In case it can be helpful to others, I am sharing some feedback regarding trials and errors while trying to get audio stimuli synchronised with triggers on Windows (and using the PTB back-end).
In short: even when following the documentation’s recommendation on timing (e.g., presenting stimuli for a number of frames, presenting before logging etc), we had a 10-12ms delay between trigger and stimulus onset and a jitter of ~15-20ms amplitude.
What worked in the end was to change the “wait_for_start” argument in the audio.py script (from 0 to 1) directly in the psychtoolbox code (within the psychopy folder). In this way the code “waits” for the actual start of the audio stimulus before going to the next line.
It would probably be useful to allow users to set the value of the “wait_for_start” argument in the play() method of the PTB backend in psychopy?
Thanks for your reply!
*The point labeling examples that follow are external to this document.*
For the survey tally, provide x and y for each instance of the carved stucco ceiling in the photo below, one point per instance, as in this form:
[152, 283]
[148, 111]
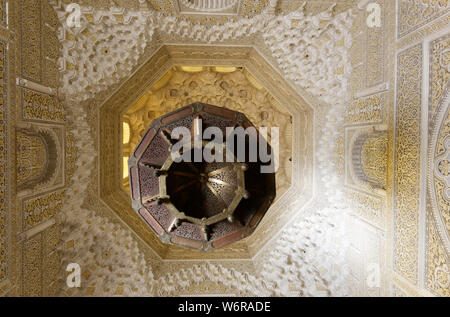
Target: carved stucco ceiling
[277, 99]
[230, 87]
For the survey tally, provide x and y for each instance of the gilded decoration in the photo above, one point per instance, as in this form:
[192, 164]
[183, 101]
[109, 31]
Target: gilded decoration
[42, 107]
[32, 266]
[407, 162]
[3, 163]
[374, 160]
[231, 87]
[111, 179]
[39, 209]
[365, 110]
[3, 15]
[438, 213]
[32, 158]
[414, 14]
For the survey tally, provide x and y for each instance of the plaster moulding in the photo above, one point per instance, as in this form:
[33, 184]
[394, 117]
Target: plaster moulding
[112, 191]
[311, 50]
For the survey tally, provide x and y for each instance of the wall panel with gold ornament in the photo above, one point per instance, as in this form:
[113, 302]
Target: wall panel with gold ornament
[437, 231]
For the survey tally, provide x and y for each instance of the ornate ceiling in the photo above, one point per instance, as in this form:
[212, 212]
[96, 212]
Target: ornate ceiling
[364, 119]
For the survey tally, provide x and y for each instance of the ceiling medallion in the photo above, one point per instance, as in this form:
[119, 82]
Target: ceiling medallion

I know that an exact replication is not possible on different machinery, however, I currently face the issue that my sound onsets jitter a lot (-20ms to +30ms lag, relative to a parallel port eeg marker). Other lab member achieve 19ms lag with basically no jitter in NBS Presentation. I am pretty much stuck, having tried all combinations of settings (similar to Inability to have precise timing for auditory stimuli), even in barebone experiments with only and audio stimulus and the marker. Do you have an idea? Best,
Tim
I am sorry but I don‘t have an idea how to achieve a better timing on your machine with PsychoPy. I guess I would switch to Presentation given that it is installed on your machine. I remember that I took me some experimentation and a new sound card to get proper timing with a sound card on our PC running Presentation.
The tables in the article show that Presentation does a pretty good job presenting sound, better that PsychoPy on Win10 machine. What you could try is to install a dual-system on our lab-PC, install Ubuntu and run the experiment from there.